第7話 もうお終い
背中をゆっくり直に触れられて、僕は少し焦れた。もっと触れて欲しい場所があるのに、キヨくんはそこには来てくれない。唇が不意に離れて、キヨくんは僕に尋ねた。
「何?何か足りない?」
僕は少し意地悪な顔をしたキヨくんを見上げて、口を開いたけど恥ずかしくて言えなかった。するとキヨくんが反対の手でシャツの上からそっと僕の胸元を撫でた。
「これ?これ好き?」
そう言いながら、摘んだり擦ったりするから、僕の胸は只々疼いた。思わず甘いため息をつくと、キヨくんが僕をぎゅっと抱きしめて言った。
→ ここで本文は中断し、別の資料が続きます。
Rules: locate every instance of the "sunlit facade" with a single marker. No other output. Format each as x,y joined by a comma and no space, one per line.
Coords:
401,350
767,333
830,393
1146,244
「はぁ、俺自分で自分を追い込んじゃったよ。もうすぐ授業始まっちゃうからお終い。玲が抵抗しないし、可愛いし、もうどうしようもない。ちょっとはダメって言えって。」
そう言って、狼狽える僕にもう一回唇を押しつけた。もっと美味しくて甘いキスが良かったけど、たしかにこれ以上は僕も無理だった。ここは学校で、これ以上興奮したら本当困る。
ぼうっとした僕に、キヨくんがシャツをズボンに入れる様に言うと、僕は慌ててぐいぐいとシャツを手で押し込んだ。はぁ、僕学校で何しちゃってんの。僕は我にかえって、急にとんでもない事をしてるって気がついた。あそこも何だか兆してるし。
僕に背中を見せながらキヨくんはジュースを飲み干すと、自販機のところまで戻ってダストボックスへ放り込んだ。僕はその黄色い缶を見る度に、ひどく甘い味を思い出すだろうと思った。
教室に戻ると、いつもの様にありふれた日常が待っていた。さっきの特別な昼休みが、まるで僕の妄想だったんじゃないかと思ってしまいそうな気がするくらい普通だったんだ。
二学期の選択授業でキヨくんと教室が別々になると、僕はホッとする様な、寂しい様な、矛盾する気持ちで周囲を見回した。三クラス合同の選択授業は始まったばかりで、見知らぬ顔も多い。
僕はまた学食の様に注目されている気がしたけれど、それは自意識過剰なのかもしれないと苦笑いして、前の席の長谷川君の背中を見つめた。文化祭から話す様になった長谷川君が僕に優しくしてくれるので、正直心強かった。
困った時はガタイの良い陽キャのクラスメイトだなと笑みを浮かべていると、プリントを回して来た長谷川君が眉を上げて僕の顔を見て囁いた。
『何?めっちゃ笑ってる。』
僕は慌てて何でもないと言うと、次の人へプリントを回した。僕はやっぱり文化祭から、じわじわと殻が割れているみたいだ。キヨくんに自分の弱い気持ちを知られたくなくて、自分の感情を見せない様にしてきたのは、何もキヨくんに対してだけじゃなかった。僕にそんな器用なことは無理だ。
結局僕は、キヨくんへ自分の感情を隠さなくなったのと同時に、周囲へも素の自分をさらけ始めていることに気づいたんだ。それはきっと良い事なんだよね?